In the previous labs, we have provided a guided tour through the features of the Digital.ai Release Integration SDK.
Based on what you have learnt, now we will give you a more open-ended assignment.
✍️ Assignment
- Create an integration to AWS S3
- Provide tasks for creating a new bucket and listing the existing buckets
Don't panic! Follow the checklist and notes below
For each new integration, you will need to do the following steps.
- Create a new project from release-integration-template-python
- Check out project and update project properties
- Configure IDE
- Create Python virtual environment
- Add libraries and pip install
- Remove sample files you won’t need
- Create skeleton implementation and tests
- Set up testing infrastructure
- Develop and test
- Extract properties and define type-modifications.yaml
- Test in Release
Think of a name of the project that follows the naming conventions, somehting like 'yourname-release-aws-integration`.
Create a new project from release-integration-template-python.
See Lab 2
Make sure you update project.properties
with the name of your project.
See Lab 2
Python command to create a local virtual environment:
python -m venv venv
Alternatively, use the following command that takes a bit longer but makes sure you are on the latest version of the Python libraries, including pip. (May not work on older versions of Python)
python -m venv --upgrade-deps venv
Then activate the virtual environment with
Windows:
venv\Scripts\activate
Linux / macOS:
source venv/bin/activate
To exit from a (previous) virtual environment, use the command
deactivate
See Lab 3
Libraries are defined in requirements.txt
.
Hunt for the external libraries that you need on pypi.org.
To integrate with AWS form Python, the recommended library is Boto3. Add it to requirements.txt
with the following line:
boto3 == 1.34.127
⚡️ Note: Don't forget to check if the library is trustworthy and that you are on the latest stable version.
Use pip
to install the libraries
pip install -r requirements.txt
See Lab 3
With the libs in place, now is the time to configure your preferred IDE.
See Lab 3
The template project contains some boiler plate sample files. Usually you just pick one to get started and delete the rest so they are no in the way.

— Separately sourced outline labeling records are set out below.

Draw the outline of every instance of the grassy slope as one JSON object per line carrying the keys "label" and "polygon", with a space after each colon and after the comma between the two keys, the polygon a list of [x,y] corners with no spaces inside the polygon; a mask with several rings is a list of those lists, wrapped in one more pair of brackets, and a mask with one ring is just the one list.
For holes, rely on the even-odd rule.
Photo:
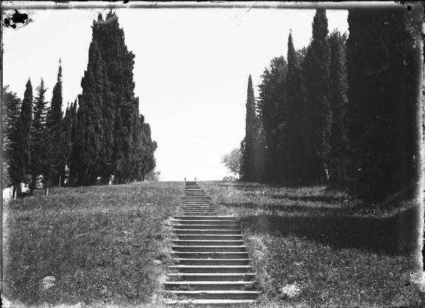
{"label": "grassy slope", "polygon": [[[11,201],[5,208],[3,295],[25,304],[154,303],[171,262],[164,222],[174,214],[182,187],[61,188]],[[47,275],[55,285],[42,290]]]}
{"label": "grassy slope", "polygon": [[419,207],[378,207],[324,187],[200,183],[239,217],[264,291],[259,307],[411,306]]}

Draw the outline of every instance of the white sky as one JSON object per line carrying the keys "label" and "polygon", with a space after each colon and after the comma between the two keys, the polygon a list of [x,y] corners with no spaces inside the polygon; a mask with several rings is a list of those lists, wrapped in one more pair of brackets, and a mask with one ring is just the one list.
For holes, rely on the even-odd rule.
{"label": "white sky", "polygon": [[[81,91],[92,21],[108,10],[19,11],[33,22],[4,29],[3,84],[22,98],[28,78],[35,92],[42,77],[50,100],[60,57],[64,108]],[[136,56],[135,94],[158,143],[162,181],[221,180],[228,174],[220,160],[244,135],[248,75],[256,86],[273,57],[286,58],[290,28],[295,48],[307,45],[314,14],[288,8],[115,11]],[[329,32],[348,33],[347,11],[327,13]]]}

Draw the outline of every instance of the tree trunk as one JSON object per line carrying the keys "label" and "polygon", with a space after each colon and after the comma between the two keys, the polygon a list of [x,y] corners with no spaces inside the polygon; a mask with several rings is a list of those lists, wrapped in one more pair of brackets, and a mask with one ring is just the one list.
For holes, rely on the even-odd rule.
{"label": "tree trunk", "polygon": [[16,185],[16,193],[15,195],[15,199],[21,198],[22,196],[22,187],[21,186],[21,183]]}
{"label": "tree trunk", "polygon": [[37,184],[37,176],[33,176],[31,177],[31,183],[30,183],[30,194],[33,195],[34,190],[35,190],[35,186]]}

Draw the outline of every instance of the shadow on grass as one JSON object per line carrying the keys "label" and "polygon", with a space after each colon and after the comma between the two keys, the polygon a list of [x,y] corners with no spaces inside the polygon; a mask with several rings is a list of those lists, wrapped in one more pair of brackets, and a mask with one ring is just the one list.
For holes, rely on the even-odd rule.
{"label": "shadow on grass", "polygon": [[419,206],[389,217],[323,215],[323,210],[320,215],[249,215],[240,220],[243,227],[259,233],[294,234],[336,248],[366,249],[397,255],[418,249]]}
{"label": "shadow on grass", "polygon": [[273,195],[272,199],[289,199],[294,201],[323,202],[328,203],[341,203],[347,200],[346,197],[334,197],[328,195]]}

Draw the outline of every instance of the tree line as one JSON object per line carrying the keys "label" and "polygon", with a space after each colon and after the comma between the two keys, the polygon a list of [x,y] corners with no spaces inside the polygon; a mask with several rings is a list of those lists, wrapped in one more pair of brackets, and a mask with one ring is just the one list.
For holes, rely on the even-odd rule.
{"label": "tree line", "polygon": [[33,97],[30,80],[23,100],[2,89],[4,186],[120,184],[144,180],[155,167],[149,125],[135,97],[134,54],[112,11],[94,21],[82,92],[62,111],[60,60],[50,103],[42,79]]}
{"label": "tree line", "polygon": [[349,35],[317,9],[308,46],[248,79],[245,181],[329,183],[369,201],[412,198],[419,169],[420,22],[414,10],[348,10]]}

Choose the one that is suitable for your projects
hello.py
-- The simplest, used for generic tasks.sample_release_api_task.py
-- To interact with the Release API.sample_server_task.py
-- To make http requests and interact with third party servers. ⬅ We need this one for AWS
Remove the files you don't need. Also check the test directory.
The quickest development cycle is by using unit tests, you don't want to be installing your task into Release to test it every time you make a change.
Start with an empty skeleton and make sure you can unit tests with it. Then iteratively expand the task implementation and tests.
First, run the tests to make sure that we are in a good state
python -m unittest discover tests
Use sample_server_task.py
as a base and remove the stuff you won't need. For AWS, you wouldn't need the requests
library, the boto3 library takes care of that. So you can remove that and start with a clean, but non-trivial file.
Here's an example of what the starting point could look like
sample_server_task.py
:
from digitalai.release.integration import BaseTask
import boto3 # Test if IDE does code completion
class ServerQuery(BaseTask):
"""
Creates an S3 bucket on AWS
"""
def execute(self) -> None:
# Validate input
server = self.input_properties['server']
if server is None:
raise ValueError("Server field cannot be empty")
# TODO: Connect to AWS and create an S3 bucket using boto3
# Set output
self.set_output_property('location', 'bucket-location')
With the corresponding test in test_with_server.py
:
import unittest
from src.sample_server_task import ServerQuery
class TestServerQuery(unittest.TestCase):
def test_server_query(self):
# Given
task = ServerQuery()
task.input_properties = {
'server': {
'url': 'http://localhost:4566'
}
}
# When
task.execute_task()
# Then
self.assertEqual(task.get_output_properties()['location'], 'bucket-location')
if __name__ == '__main__':
unittest.main()
Run the tests again and fix any errors.
Don't forget to commit to source control when tests are green!
💡Note Make small iterations and test with each change. Commit often.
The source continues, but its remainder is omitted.